CPU utilization shouldn't matter in this i/o intensive workload, you care about throughput, so try using a hill climbing approach and basically try programmatically injecting / removing worker threads and track completion progress...
If you add a thread and it helps, add another one. If you try a thread and it hurts remove it.
Eventually this will stabilize.
If this is a .NET based app, hill climbing was added to the .NET 4 threadpool.
UPDATE:
hill climbing is a control theory based approach to maximizing throughput, you can call it trial and error if you want, but it is a sound approach. In general, there isn't a good 'rule of thumb' to follow here because the overheads and latencies vary so much, it's not really possible to generalize. The focus should be on throughput & task / thread completion, not CPU utilization. For example, it's pretty easy to peg the cores pretty easily with coarse or fine-grained synchronization but not actually make a difference in throughput.
Also regarding .NET 4, if you can reframe your problem as a Parallel.For or Parallel.ForEach then the threadpool will adjust number of threads to maximize throughput so you don't have to worry about this.
-Rick
Assuming nothing else of importance but the OS runs on the machine:
And your load is constant, you should aim at 100% CPU utilization, everything else is a waste of CPU. Remember the OS handles the threads so it is indeed able to run, it's hard to starve the OS with a well behaved program.
But if your load is variable and you expect peaks you should take in consideration, I'd say 80% CPU is a good threshold to use, unless you know exactly how will that load vary and how much CPU it will demand, in which case you can aim for the exact number.
If you simply give your threads a low priority, the OS will do the rest, and take cycles as it needs to do work.

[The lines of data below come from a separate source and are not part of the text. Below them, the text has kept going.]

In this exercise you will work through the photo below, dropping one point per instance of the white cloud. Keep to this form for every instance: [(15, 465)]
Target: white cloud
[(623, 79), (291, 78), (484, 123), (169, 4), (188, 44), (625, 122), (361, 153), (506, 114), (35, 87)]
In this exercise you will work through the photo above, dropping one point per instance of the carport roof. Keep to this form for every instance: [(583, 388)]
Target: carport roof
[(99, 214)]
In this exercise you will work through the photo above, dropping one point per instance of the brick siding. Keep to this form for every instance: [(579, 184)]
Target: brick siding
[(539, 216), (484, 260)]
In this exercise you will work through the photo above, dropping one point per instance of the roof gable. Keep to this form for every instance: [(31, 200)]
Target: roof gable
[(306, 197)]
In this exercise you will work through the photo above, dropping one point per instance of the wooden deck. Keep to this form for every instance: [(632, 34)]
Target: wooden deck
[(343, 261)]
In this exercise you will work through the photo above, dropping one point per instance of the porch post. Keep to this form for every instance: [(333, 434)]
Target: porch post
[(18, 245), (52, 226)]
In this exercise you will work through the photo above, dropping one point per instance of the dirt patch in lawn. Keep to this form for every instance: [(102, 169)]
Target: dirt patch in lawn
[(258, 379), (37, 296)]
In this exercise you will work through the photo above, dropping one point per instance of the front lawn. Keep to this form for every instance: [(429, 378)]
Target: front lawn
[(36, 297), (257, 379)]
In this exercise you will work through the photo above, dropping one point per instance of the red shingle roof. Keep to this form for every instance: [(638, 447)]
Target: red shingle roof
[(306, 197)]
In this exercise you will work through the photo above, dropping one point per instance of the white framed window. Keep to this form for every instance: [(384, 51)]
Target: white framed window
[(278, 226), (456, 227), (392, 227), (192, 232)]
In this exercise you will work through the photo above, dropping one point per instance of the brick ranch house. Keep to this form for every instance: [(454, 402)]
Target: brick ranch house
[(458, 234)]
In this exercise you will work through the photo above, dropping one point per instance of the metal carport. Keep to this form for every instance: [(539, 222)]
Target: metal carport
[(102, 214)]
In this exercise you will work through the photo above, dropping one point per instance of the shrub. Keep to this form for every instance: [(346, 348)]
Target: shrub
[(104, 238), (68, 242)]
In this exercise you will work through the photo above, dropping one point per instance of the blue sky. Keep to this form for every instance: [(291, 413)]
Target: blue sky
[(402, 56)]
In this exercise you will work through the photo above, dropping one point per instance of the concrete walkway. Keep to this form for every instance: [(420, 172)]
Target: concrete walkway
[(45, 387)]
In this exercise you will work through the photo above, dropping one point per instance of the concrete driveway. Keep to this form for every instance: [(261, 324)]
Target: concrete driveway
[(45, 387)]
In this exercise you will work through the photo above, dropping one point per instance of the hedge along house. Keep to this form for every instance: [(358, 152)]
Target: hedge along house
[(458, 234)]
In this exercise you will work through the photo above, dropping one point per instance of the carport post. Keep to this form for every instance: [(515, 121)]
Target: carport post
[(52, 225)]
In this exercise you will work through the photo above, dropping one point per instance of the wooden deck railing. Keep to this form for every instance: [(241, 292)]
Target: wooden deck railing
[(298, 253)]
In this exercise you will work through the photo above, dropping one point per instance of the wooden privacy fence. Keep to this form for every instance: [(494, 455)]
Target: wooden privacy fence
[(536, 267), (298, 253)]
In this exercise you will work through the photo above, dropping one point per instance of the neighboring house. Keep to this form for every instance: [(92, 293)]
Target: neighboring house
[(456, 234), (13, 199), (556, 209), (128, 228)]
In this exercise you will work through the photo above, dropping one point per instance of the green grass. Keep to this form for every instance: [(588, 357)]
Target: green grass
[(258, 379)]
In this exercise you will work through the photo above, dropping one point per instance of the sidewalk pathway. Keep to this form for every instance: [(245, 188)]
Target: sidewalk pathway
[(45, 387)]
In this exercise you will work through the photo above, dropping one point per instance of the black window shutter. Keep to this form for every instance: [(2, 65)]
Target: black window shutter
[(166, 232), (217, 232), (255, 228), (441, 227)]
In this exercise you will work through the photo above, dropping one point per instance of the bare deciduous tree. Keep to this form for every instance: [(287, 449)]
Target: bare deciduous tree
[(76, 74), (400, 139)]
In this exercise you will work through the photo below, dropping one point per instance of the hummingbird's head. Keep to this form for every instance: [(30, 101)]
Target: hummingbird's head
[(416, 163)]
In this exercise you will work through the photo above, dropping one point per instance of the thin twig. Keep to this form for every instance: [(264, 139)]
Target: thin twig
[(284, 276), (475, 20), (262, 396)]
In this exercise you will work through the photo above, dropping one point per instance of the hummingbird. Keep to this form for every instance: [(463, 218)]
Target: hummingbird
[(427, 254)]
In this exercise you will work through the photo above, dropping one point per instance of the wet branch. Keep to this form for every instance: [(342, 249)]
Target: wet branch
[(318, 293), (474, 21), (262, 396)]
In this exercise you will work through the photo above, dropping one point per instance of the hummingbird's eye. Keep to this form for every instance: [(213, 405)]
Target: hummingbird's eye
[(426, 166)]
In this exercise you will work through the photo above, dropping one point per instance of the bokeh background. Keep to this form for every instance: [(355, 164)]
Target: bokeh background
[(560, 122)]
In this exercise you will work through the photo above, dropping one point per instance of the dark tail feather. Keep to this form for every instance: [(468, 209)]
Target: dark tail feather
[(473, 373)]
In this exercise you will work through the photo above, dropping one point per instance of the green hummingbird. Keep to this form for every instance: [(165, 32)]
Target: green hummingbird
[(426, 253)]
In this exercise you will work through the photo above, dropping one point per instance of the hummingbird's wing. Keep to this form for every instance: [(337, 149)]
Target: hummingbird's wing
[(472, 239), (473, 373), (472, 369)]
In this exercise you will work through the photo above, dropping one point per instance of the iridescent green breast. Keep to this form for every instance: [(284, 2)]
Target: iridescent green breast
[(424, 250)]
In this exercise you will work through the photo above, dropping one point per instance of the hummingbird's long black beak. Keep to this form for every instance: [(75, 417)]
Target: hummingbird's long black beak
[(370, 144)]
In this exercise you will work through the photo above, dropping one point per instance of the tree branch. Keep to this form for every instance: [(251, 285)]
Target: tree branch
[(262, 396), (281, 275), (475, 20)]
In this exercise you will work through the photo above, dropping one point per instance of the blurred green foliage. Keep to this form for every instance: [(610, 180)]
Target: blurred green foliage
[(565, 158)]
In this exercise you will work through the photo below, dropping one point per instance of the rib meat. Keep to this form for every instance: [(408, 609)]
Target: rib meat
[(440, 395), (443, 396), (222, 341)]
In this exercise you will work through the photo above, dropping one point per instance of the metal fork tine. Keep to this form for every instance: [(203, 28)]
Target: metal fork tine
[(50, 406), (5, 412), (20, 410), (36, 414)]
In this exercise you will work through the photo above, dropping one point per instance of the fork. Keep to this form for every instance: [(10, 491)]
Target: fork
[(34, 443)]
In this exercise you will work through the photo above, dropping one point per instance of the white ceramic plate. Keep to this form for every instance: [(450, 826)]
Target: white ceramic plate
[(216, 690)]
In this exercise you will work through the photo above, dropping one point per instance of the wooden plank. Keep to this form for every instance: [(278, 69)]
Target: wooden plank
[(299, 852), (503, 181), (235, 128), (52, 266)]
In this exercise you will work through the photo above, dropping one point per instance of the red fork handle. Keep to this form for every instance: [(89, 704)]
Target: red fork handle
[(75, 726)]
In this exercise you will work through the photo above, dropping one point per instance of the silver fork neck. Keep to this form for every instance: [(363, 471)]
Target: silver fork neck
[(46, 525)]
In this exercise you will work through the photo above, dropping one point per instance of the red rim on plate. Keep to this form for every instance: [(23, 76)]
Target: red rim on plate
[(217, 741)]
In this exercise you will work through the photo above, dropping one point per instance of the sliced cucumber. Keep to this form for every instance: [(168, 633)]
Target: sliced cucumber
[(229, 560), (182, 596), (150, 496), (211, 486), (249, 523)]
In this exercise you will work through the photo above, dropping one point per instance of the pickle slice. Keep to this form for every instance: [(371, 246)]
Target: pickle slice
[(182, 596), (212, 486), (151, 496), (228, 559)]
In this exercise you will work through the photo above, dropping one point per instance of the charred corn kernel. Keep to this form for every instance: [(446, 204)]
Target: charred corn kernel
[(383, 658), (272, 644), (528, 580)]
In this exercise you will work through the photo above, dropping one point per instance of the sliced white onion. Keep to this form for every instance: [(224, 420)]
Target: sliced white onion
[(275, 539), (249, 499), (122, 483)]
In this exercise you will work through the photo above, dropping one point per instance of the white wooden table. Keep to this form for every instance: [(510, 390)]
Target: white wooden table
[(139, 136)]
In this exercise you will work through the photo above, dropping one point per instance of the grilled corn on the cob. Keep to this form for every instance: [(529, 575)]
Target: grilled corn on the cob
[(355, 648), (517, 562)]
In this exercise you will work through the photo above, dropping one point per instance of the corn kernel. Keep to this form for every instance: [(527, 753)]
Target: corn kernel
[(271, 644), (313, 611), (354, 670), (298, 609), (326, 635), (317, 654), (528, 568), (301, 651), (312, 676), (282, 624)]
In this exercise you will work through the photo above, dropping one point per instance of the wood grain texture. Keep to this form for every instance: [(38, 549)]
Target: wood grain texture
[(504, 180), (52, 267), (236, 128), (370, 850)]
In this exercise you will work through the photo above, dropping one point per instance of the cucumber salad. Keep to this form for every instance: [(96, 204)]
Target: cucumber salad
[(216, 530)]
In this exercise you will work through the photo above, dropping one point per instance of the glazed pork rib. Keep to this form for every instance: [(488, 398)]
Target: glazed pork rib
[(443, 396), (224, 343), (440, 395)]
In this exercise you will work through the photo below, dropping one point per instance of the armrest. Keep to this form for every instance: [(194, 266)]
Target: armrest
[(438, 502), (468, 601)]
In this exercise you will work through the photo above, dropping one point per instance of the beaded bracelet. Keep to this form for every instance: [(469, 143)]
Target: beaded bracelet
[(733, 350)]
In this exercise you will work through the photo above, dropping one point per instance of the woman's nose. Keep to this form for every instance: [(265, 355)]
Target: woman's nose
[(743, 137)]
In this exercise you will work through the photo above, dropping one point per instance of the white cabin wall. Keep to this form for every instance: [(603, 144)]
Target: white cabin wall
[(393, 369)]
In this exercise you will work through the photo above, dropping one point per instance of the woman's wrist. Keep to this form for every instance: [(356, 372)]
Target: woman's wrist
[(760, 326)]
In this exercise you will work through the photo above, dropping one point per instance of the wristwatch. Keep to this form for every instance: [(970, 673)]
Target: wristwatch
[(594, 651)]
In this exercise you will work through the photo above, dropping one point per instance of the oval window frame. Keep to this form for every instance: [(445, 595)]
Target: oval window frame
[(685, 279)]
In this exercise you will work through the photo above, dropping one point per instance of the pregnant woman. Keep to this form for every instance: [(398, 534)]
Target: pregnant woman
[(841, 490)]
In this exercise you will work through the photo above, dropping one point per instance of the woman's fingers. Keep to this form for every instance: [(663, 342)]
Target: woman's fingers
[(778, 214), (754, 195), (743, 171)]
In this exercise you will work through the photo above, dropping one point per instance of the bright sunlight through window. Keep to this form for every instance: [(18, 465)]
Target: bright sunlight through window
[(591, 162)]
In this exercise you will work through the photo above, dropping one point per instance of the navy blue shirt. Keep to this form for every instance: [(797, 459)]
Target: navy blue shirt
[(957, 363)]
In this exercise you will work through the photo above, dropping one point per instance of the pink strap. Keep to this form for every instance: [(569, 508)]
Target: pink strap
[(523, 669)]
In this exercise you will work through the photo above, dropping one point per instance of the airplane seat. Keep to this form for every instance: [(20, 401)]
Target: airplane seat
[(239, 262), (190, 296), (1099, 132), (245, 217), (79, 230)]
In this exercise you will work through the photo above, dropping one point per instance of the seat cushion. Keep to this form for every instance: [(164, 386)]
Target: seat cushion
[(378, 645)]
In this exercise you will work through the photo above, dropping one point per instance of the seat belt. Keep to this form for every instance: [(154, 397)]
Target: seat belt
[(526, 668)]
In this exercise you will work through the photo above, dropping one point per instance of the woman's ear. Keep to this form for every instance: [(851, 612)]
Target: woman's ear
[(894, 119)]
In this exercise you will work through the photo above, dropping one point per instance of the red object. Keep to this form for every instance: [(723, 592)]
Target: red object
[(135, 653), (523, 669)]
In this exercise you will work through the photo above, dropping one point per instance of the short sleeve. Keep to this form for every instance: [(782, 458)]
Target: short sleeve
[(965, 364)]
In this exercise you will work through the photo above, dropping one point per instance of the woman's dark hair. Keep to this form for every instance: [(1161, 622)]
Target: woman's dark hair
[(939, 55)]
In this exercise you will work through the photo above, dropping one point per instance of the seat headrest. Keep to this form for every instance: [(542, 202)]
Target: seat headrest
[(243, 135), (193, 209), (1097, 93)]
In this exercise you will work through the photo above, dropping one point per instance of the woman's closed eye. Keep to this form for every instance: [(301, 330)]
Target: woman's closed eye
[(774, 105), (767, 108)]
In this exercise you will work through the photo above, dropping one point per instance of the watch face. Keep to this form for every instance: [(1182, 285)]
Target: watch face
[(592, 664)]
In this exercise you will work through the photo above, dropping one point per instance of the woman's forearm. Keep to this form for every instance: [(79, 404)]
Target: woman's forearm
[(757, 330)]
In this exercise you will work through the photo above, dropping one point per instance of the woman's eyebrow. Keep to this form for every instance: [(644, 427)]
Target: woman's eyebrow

Server 2003 (and most Server OSes) are very good at this, no need to try and manage it yourself.
I have also used 80% as a general rule-of-thumb for target CPU utilization. As some others have mentioned, this leaves some headroom for sporadic spikes in activity and will help avoid thrashing on the CPU.
Here is a little (older but still relevant) advice from the Weblogic crew on this issue: http://docs.oracle.com/cd/E13222_01/wls/docs92/perform/basics.html#wp1132942
If you feel your load is very even and predictable you could push that target a little higher, but unless your user base is exceptionally tolerant of periodic slow responses and your project budget is incredibly tight, I'd recommend adding more resources to your system (adding a CPU, using a CPU with more cores, etc.) over making a risky move to try to squeeze out another 10% CPU utilization out of your existing platform.